Miguel Cabrera became the 10th different player in baseball history to win the Triple Crown, but will that be enough to be named the American League's Most Valuable player?
Mike Trout was unanimously named the American League Rookie of the Year on Monday and many believe he will garner support for the Most Valuable Player Award as well. While Trout’s season was impressive, Miguel Cabrera compiled numbers in 2012 that few in baseball history have ever compiled before.
Cabrera finished the season leading the AL in batting average (.330), RBI (139), and home runs (44), becoming the 10th player to ever win baseball’s Triple Crown (12th occurrence) and the first since Carl Yastrzemski in 1967.
He was the first player to hold the outright league-lead in those categories since Frank Robinson in 1966 (Yastrzemski tied for the home run lead a season later) and became the first infielder to win the Triple Crown since Lou Gehrig in 1934.

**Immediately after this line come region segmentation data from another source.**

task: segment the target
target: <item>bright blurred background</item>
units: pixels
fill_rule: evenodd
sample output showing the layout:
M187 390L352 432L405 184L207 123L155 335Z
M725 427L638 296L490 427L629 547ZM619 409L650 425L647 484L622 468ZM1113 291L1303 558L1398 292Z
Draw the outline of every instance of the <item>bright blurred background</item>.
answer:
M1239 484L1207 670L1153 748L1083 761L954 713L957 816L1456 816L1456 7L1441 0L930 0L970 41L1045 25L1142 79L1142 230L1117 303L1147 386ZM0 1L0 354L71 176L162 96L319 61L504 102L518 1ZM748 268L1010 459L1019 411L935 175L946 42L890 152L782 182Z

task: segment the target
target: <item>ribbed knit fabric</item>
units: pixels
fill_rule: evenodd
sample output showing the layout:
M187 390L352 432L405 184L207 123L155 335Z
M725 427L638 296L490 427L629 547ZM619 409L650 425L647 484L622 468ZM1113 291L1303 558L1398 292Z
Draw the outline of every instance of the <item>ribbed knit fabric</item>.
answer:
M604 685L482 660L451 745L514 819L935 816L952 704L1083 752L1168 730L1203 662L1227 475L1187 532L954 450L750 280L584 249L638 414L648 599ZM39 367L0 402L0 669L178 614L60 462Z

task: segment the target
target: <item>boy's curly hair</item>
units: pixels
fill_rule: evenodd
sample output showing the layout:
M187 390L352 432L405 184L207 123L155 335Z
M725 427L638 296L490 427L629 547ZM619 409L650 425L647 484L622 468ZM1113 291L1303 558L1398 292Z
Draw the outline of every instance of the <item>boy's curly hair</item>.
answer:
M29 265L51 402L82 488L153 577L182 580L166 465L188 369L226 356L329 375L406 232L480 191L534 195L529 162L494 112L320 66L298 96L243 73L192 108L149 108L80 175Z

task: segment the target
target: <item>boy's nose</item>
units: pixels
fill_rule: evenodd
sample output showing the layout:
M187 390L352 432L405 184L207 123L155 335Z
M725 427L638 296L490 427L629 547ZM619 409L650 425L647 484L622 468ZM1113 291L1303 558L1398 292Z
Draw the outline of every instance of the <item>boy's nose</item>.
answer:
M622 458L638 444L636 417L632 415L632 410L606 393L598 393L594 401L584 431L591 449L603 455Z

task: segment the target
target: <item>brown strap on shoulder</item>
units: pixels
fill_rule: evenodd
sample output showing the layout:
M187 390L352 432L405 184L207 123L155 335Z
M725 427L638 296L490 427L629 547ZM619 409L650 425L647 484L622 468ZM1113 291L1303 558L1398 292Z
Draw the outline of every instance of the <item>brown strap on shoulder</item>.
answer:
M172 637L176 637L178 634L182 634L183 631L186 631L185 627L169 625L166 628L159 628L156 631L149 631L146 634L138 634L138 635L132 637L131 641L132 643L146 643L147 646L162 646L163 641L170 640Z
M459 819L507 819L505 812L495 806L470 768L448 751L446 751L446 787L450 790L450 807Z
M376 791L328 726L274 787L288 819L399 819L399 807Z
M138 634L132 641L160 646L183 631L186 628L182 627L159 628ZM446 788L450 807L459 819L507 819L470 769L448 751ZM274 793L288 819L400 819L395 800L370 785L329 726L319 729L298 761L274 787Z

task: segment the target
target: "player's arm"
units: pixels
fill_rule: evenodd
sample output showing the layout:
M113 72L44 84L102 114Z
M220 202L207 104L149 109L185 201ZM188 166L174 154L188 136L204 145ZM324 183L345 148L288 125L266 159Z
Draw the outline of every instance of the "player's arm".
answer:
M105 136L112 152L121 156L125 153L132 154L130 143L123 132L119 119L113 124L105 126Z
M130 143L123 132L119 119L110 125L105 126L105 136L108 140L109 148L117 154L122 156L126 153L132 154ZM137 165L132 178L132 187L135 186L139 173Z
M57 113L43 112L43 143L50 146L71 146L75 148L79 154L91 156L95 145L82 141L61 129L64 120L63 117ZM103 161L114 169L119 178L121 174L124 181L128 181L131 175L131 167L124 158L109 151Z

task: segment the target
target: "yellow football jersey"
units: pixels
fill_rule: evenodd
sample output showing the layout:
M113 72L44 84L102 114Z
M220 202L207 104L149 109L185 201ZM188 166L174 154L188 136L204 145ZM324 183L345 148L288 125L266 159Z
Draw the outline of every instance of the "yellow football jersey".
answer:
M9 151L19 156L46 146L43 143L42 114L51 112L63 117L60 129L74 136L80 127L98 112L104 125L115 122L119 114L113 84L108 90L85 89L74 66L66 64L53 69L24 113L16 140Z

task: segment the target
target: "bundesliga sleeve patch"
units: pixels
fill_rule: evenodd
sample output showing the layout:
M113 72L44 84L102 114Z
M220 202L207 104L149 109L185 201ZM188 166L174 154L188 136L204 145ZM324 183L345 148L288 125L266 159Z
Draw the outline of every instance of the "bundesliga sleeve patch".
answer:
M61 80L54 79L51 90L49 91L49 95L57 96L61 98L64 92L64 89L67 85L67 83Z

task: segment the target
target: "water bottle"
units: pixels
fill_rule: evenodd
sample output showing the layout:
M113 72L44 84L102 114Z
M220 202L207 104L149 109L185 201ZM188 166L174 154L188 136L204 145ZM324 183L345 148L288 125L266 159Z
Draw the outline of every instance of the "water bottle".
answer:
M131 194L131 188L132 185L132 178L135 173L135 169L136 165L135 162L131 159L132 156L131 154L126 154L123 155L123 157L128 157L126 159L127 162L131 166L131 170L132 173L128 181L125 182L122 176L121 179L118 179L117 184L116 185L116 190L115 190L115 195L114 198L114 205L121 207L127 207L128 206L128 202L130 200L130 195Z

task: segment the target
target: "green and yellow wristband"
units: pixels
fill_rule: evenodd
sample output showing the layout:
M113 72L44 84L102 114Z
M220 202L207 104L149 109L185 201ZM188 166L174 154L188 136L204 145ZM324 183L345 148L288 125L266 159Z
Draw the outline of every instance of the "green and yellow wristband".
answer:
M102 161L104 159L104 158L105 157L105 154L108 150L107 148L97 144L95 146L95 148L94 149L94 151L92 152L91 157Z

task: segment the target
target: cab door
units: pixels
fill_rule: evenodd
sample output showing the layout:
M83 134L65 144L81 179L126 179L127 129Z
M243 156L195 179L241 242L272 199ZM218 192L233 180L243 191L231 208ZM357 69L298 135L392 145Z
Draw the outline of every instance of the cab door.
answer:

He was also the fourth winner of the Triple Crown to play on a first-place team. Each of the previous three—Yastrzemski in 1967, Robinson in 1966, and Mickey Mantle in 1956—all went on to win the MVP award that season.
Although impressive, the 2012 season was no fluke for Cabrera as he leads the American League in all three Triple Crown categories since the beginning of the 2009 season (.331 BA, 146 HR, 473 RBI).
2012 also marked the second-consecutive season in which Cabrera led the American League in batting average, making him the first Tiger to do so in back-to-back seasons since Ty Cobb did it three straight years from 1917 to 1919.
Looking back, one theme for Cabrera during the 2012 season was the term “late,” be it late-game production or his late-season push for Triple Crown and potential MVP honors.
Cabrera hit an AL-high .337 in the seventh inning or later this season with more home runs (17), RBI (43), and runs (38) than any other player in baseball. His 26 extra-base hits were tied with the Yankees Mark Teixeira for most in MLB and his .411 on-base percentage ranked third in the American League.
Triple Crown Winners
On 1st Place Teams Since 1920
When runners were in scoring position in those situations, his batting average and on-base percentage spiked to .370 and .464, respectively. Cabrera also hit an MLB-high six home runs and had seven extra-base hits (T-2nd in MLB).
During regular season games in September and October, Cabrera seemed to truly peak. He hit .333 and tied for second in MLB with 11 home runs. His 30 RBI over that span led the American League (2nd in MLB).
Only the Yankees Robinson Cano had as many extra-base hits (18) in the AL as Cabrera did during those final four-and-a-half weeks and only Cano (27) and the Orioles Adam Jones (25) scored more runs that Cabrera (23).
Will all these numbers culminate in an MVP award for Cabrera? History suggests yes as the last three Triple Crown winners were named MVP. Unfortunately for Cabrera, however, those seasons took place in 1956, 1966, and 1967. Only time will tell whether his production is valued in the same manner 45 years later.